Unemployment drops to 3.9%


Stuff reports: quote.

Unemployment has dropped to 3.9 per cent, the lowest level since the global financial crisis, causing the New Zealand dollar to surge.

On Tuesday Statistics New Zealand revealed that the seasonally adjusted unemployment rate was 3.9 per cent in the three months to September 30, down from 4.4 per cent at the end of June.

It is the lowest unemployment rate since June 2008, when unemployment was 3.8 per cent. end quote.

June 2008 was just before the GFC, of course, and unemployment, along with a lot of other nasty economic indicators, started to skyrocket after that. quote.

A survey of economists?had expected the unemployment rate would show no change. The New Zealand dollar jumped half a cent against the US dollar on the news, to be buying US67.4c, the highest level in around three months, as the odds of an interest rate cut from the Reserve Bank dissipate. end quote.

Just yesterday, there was talk of a further cut in interest rates, fuelled particularly by Adrian Orr. Things can change quickly in the field of economics, can’t they?

Grant Robertson, of course, was ecstatic.

So what is going on? How come there is a sharp drop in unemployment when there is low business confidence? The answer is in the detail.quote.

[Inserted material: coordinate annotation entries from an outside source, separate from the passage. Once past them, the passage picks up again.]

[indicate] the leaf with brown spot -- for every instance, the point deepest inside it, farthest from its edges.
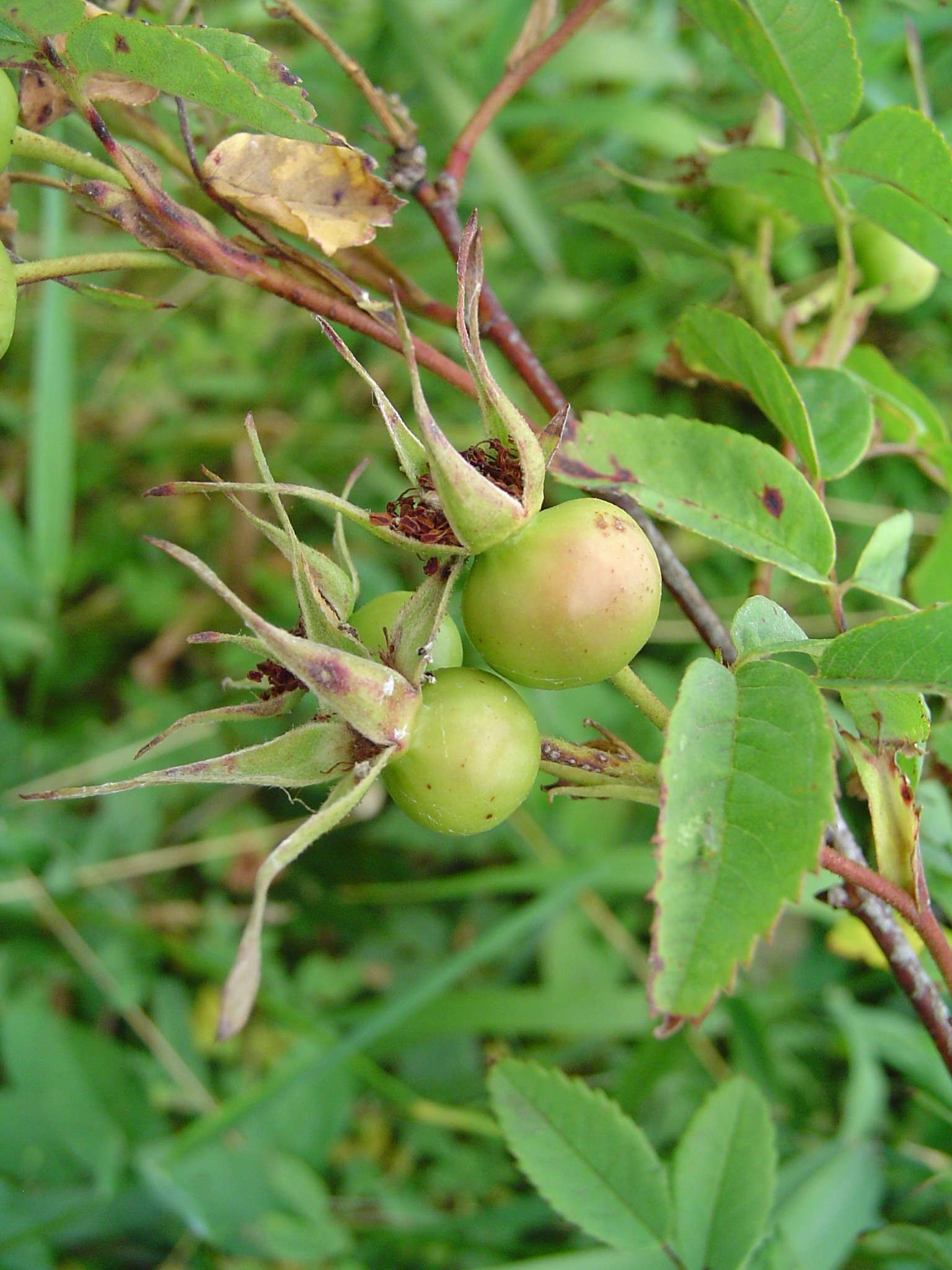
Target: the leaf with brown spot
(42, 100)
(324, 193)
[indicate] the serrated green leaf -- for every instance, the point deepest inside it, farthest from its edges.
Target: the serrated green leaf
(885, 717)
(310, 755)
(883, 564)
(823, 1217)
(714, 481)
(895, 397)
(912, 652)
(840, 415)
(913, 1245)
(931, 580)
(593, 1165)
(902, 148)
(906, 169)
(787, 179)
(728, 349)
(178, 64)
(40, 18)
(762, 628)
(259, 66)
(723, 1178)
(748, 786)
(673, 233)
(803, 51)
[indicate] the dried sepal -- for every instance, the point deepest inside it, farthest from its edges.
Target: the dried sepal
(419, 620)
(376, 525)
(311, 755)
(500, 417)
(480, 512)
(410, 454)
(376, 701)
(320, 619)
(342, 551)
(243, 982)
(265, 708)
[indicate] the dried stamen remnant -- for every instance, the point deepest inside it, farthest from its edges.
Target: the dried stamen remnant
(415, 517)
(280, 678)
(499, 464)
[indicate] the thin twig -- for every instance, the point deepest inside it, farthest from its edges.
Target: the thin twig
(459, 161)
(920, 918)
(398, 134)
(880, 921)
(641, 696)
(108, 985)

“While this quarter’s unemployment rate is outside market expectations, we know New Zealand has a small economy with a dynamic labour market, and large changes, both up and down, have happened before ? in late 2012 and 2015,” Statistics NZ spokesman Jason Attewell said. end quote.

So it could just be a seasonal fluctuation. Or, as he’s pointed out, these types of changes are not uncommon.

Then there is this: quote.

“We also know labour market measures tend to lag behind other economic indicators, which have shown strong and widespread growth in 2018. We’ve seen population growth in the regions, reports of more job ads, high levels of migration and tourism, growing retail sales, and rising exports.” end quote.

Business confidence indicators are practically instantaneous. They are a description of the feelings on the day. But hiring decisions take much longer to feed into the economic statistics. Just think how long it takes on average to fill a job vacancy. In my experience this can take anything from 1 to 6 months, depending on staff availability. If we assume an average of 3 months to fill a post, then hiring decisions made prior to June 2018 are reflected in the September 2018 unemployment figures. It is now November, so much of this data is actually 6 months old.

What’s more, when many of these hiring decisions were being made, this government had only been in power for 6 months, had only recently announced the oil and gas ban and had only recently formed many of the working groups.

So, what I am saying is that this data is still a hangover from the previous government, albeit one of the last ones, and in no way can it be attributed to the deft economic management of the CoL.

They’ll take it, of course… they will use it as a way to prove they are managing the economy soundly, when the truth is, we really do not know that yet.

It is also worth pointing out that the September quarter ended before the full effect of increasing oil prices was felt. The Auckland regional fuel tax was already in place during the September quarter, but international oil prices and the drop in the dollar were only just being felt when the reporting period ended. quote.

ASB chief economist Nick Tuffley said historically the unemployment survey was somewhat volatile, meaning there was some chance that part of the fall would reverse when the December quarter figures were announced in February.

“If we take [the figures] at face value, what is encouraging about it is it does fly in the face of what business confidence has been saying for the last year, which has been indicating businesses have been very circumspect full stop, but also very wary of hiring and investing in their own business,” Tuffley said.

“As yet we haven’t seen any material signs coming through yet that weaker business confidence is impacting on the broader economy.” end quote.

Think of the economy as a juggernaut, or a very large cruise ship. Once you apply the brakes, it takes quite a while for it to slow down. That is the period we are in now. In the same way that this government is still using the term ‘nine years of neglect’ to describe the actions of the previous government, so too must we recognise that the current economic performance is a product of the economic measures of the last 5 years or so. Things simply do not change overnight.

When the December quarter numbers come out in February, we may see a different story. The effect of fuel price increases and the falling dollar will be starting to bite. But even then, the changes may not be very dramatic. Like that juggernaut, it takes a while for even a completely incompetent government to slow a good economy down.